Le document qui nous est offert ici a été composé avec autant de soin que d’amour par son épouse la pianiste Eliane Reyes, qui -comme le veut la formule consacrée- était sa partenaire à la ville comme à la scène, formant avec le violoncelliste un duo de grande qualité.
Ce qui nous est donné à entendre dans ce cd au minutage généreux est un précieux témoignage de l’art d’Aleksandr Khramouchin dans des enregistrements d’une belle qualité sonore réalisés en concert principalement à Bruxelles, à Luxembourg également, mais aussi lors de sa dernière apparition en tant que soliste et chambriste le 29 avril 2023 dans le petit village d’Ervy-le-Châtel (Aube) où il se produisait avec son épouse après plus d’un an d’absence des scènes pour cause de Covid, reports et annulations diverses.
Dans tout ce qu’il aborde, de Bach au compositeur contemporain belge Michel Lysight, Aleksandr Khramouchin fait invariablement entendre de belles qualités d’intériorité, de chaleur, de liberté et de poésie, comme dans les Fantasiestücke, Op. 73 de Schumann ou la Vocalise de Rachmaninov interprétée « à la russe », coeur sur la main et vibrato généreux. Mais il est tout autant capable de pudeur et de délicatesse dans Après un rêve de Fauré ou dans Le Cygne de Saint-Saëns qui clôturait le récital d’Ervy dans une interprétation alliant élégance et noblesse (et abstenons-nous ici de toute allusion facile à un chant du cygne que nul n’aurait pu prévoir).

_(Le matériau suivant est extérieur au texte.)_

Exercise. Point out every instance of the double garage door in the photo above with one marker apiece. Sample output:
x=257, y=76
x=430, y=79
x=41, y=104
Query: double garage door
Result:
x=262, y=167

Dans ce même concert d’Ervy-le-Châtel, Aleksandr Khramouchin avait également donné à entendre la Sarabande de la Troisième Suite pour violoncelle de Bach où il fait entendre une belle hauteur de vues, mais aussi un sens de la (re)découverte, de l’improvisation presque, dans une vision où, clairement, rien n’est acquis d’avance.
Dans la transcription par l’interprète de la Troisième Sonate pour violon seul d’Ysaÿe, le mélange de fougue et de maîtrise technique impressionne. Khramouchin n’est pas un tiède et il se jette corps et âme dans la musique dans une interprétation où le caractère l’emporte plus d’une fois sur la pure beauté sonore.
C’est une approche nettement plus détendue qu’il nous offre dans les Trois Croquis de Michel Lysight. Écrites à l’origine pour violon et piano, ces pièces brèves, écrites dans un langage fermement tonal sans complexes et sans simplismes, font preuve d’une veine de lyrisme franc et aisé et s’écoutent avec beaucoup de plaisir et devraient certainement faire le bonheur des violoncellistes cherchant à diversifier leur répertoire.
Le disque comprend également deux œuvres essentielles du 20e siècle pour violoncelle et piano, les Sonates de Prokofiev et Debussy. En symbiose totale avec une Eliane Reyes parfaite au piano, Aleksandr Khramouchin peut se montrer mordant (ces pizzicati dans le troisième mouvement de Prokofiev comme dans le deuxième de Debussy résonnent comme autant de coups de marteau) ou pince-sans-rire, mais sait aussi séduire par son archet généreux dans la cantilène du deuxième mouvement de cette oeuvre relativement négligée de l’auteur russe. Dans l’insaisissable Sonate de Debussy, Khramouchin se montre intense et sincère dans le Prologue, plein d’imagination et de fantaisie dans la Sérénade et extrêmement sensible au côté fantasque et imprévisible du Finale.
Indépendamment de l’émotion qui se dégage de cet hommage justement rendu par son épouse et partenaire à un compagnon parti bien trop tôt, nous tenons ici un beau témoignage de l’art d’un véritable artiste.